Comparing notes with my sister yesterday, we agree that the Aegean is unusual – soft, it moves slowly. It appears to have no swell or breakers to speak of, the shoreline disrupted instead by waves generated by those in speedboats offering rides and thrills out in the flat waters just beyond the swimmers.
Where we were staying, on the island of Thassos, it proved easy, once beyond the pebbly shoreline, to swim in the cool, remarkably clean and clear water, which never felt very deep. There are platforms of rock everywhere to make it easy to stand upright in the waves, and the only hazard I found – apart from the sneaky hot sun – was in swallowing excess amounts of salt with the water.
We were warned to swim wearing sand shoes, which we did, to avoid the prickles of sea urchins, which I never saw up close. I could see those black spikeys hugging the less disturbed rocks directly below the lit-up terraces at our hotel in the evening. I suspect they need still waters to thrive best.

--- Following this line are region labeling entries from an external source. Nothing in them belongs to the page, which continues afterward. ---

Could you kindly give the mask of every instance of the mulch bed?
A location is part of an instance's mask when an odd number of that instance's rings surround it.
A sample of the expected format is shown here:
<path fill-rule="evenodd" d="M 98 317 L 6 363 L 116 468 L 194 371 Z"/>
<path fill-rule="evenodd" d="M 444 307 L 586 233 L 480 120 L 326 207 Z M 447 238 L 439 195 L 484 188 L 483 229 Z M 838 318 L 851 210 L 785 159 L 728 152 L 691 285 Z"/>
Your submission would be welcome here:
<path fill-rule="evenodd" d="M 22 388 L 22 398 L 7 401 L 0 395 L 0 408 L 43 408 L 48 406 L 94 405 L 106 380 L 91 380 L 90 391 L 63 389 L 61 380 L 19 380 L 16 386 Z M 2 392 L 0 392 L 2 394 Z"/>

Which left me wondering – sometimes I wish I didn’t wonder so much – how much of plant and animal life is disturbed by the presence of swimmers, boats, dinghies, and water speeders of various sorts. They cross the surface of the ocean harmlessly enough, and relatively close by, but as I say, the Aegean is soft and slow, and I wonder whether even the smallest disruption has adverse effects.